Le ministre des solidarités, Jean-Christophe Combe, en association avec la ministre de l’enseignement supérieur, Sylvie Retailleau, a annoncé, le 22 novembre, débloquer 10 millions d’euros pour les associations de distribution d’aide alimentaire aux étudiants et étudiantes. Cette enveloppe doit permettre de financer environ 300 000 colis alimentaires par semaine, d’après le ministère, soit un repas par jour par étudiant jusqu’à la fin de l’hiver.

Même si c’est mieux que rien, encadrant d’associations comme les étudiant-e-s bénéficiaires constatent l’insuffisance et attendent de réelles mesures structurelles pour endiguer la pauvreté


La précarité étudiante s’étend et est désormais largement documentée. 40 % des étudiantes et étudiants vivent seul-e-s sont en situation de pauvreté, indique le ministère des Solidarités.

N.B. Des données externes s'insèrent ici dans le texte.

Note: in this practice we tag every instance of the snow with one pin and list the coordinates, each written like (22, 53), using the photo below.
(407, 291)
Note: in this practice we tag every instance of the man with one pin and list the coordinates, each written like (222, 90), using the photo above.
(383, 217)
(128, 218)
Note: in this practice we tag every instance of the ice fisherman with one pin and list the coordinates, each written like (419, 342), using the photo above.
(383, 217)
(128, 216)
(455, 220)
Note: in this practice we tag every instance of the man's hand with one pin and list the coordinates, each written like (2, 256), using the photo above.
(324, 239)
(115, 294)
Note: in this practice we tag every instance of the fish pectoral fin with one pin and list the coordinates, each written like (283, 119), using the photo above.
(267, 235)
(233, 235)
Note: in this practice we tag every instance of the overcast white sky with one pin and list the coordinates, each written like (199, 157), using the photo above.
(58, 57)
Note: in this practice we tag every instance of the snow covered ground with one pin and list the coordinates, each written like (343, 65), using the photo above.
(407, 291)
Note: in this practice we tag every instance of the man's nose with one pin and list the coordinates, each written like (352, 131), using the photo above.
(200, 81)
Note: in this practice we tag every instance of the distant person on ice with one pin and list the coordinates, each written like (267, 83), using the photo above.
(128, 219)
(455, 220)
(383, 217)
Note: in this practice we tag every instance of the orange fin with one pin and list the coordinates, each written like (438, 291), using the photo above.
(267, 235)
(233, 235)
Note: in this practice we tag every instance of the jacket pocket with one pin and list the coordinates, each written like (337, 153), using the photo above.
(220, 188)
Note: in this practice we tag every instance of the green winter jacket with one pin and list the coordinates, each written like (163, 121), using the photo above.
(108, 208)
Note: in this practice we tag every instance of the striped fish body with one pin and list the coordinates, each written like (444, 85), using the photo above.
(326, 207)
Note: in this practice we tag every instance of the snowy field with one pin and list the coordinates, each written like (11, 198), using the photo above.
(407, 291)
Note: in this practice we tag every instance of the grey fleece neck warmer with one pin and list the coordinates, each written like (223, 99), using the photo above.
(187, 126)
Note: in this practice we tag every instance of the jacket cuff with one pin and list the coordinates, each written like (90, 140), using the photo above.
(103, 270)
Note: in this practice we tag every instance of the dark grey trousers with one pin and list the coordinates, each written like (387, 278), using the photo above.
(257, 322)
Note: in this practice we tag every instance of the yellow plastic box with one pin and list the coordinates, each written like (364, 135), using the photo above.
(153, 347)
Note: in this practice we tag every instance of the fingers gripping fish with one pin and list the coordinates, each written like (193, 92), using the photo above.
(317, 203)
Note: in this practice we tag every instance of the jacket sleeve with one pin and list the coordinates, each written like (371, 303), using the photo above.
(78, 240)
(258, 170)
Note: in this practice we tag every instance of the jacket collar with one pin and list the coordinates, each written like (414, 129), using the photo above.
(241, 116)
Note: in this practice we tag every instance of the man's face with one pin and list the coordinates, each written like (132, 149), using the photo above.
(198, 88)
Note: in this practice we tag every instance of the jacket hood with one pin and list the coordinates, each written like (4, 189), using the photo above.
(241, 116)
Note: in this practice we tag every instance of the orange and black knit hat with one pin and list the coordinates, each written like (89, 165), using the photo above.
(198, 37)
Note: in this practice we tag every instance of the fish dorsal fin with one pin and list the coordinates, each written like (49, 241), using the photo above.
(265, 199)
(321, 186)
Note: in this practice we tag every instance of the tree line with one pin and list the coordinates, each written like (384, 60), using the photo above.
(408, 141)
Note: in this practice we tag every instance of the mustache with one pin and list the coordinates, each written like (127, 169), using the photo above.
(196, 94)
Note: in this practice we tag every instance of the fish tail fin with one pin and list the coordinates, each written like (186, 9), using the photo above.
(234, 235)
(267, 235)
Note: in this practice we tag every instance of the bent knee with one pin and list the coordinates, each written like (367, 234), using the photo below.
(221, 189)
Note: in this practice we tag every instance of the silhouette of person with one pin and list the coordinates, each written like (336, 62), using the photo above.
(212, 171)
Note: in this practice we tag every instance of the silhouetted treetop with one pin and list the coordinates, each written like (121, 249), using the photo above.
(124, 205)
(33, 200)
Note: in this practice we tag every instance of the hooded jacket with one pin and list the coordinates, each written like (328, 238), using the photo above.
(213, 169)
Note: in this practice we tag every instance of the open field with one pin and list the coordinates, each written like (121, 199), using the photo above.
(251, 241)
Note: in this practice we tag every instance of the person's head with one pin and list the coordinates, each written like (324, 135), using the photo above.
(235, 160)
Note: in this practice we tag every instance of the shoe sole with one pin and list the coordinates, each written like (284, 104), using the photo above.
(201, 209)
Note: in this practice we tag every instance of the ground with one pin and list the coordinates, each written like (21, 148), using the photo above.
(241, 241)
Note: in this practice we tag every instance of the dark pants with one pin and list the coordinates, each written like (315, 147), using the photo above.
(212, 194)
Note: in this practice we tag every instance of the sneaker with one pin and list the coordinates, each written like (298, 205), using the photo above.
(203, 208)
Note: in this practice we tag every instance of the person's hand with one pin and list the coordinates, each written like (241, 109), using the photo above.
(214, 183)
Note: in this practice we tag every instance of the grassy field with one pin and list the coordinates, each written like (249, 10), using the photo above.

L’Observatoire du Samu social de Paris vient, par exemple, de publier un rapport sur la question issu d’une enquête menée entre décembre 2021 et avril 2022 auprès de 477 étudiant-e-s en situation de précarité, contraint-e-s de se rendre à l’aide alimentaire, parfois loin de leur domicile.  Le constat est glaçant.

Un quart des étudiant-e-s présent-e-s à l’aide alimentaire déclarent un état de faim modéré à sévère et un état dépressif majeur pour un tiers d’entre elles et eux, ce qui se répercute sur la vie quotidienne, les relations sociales ou la scolarité.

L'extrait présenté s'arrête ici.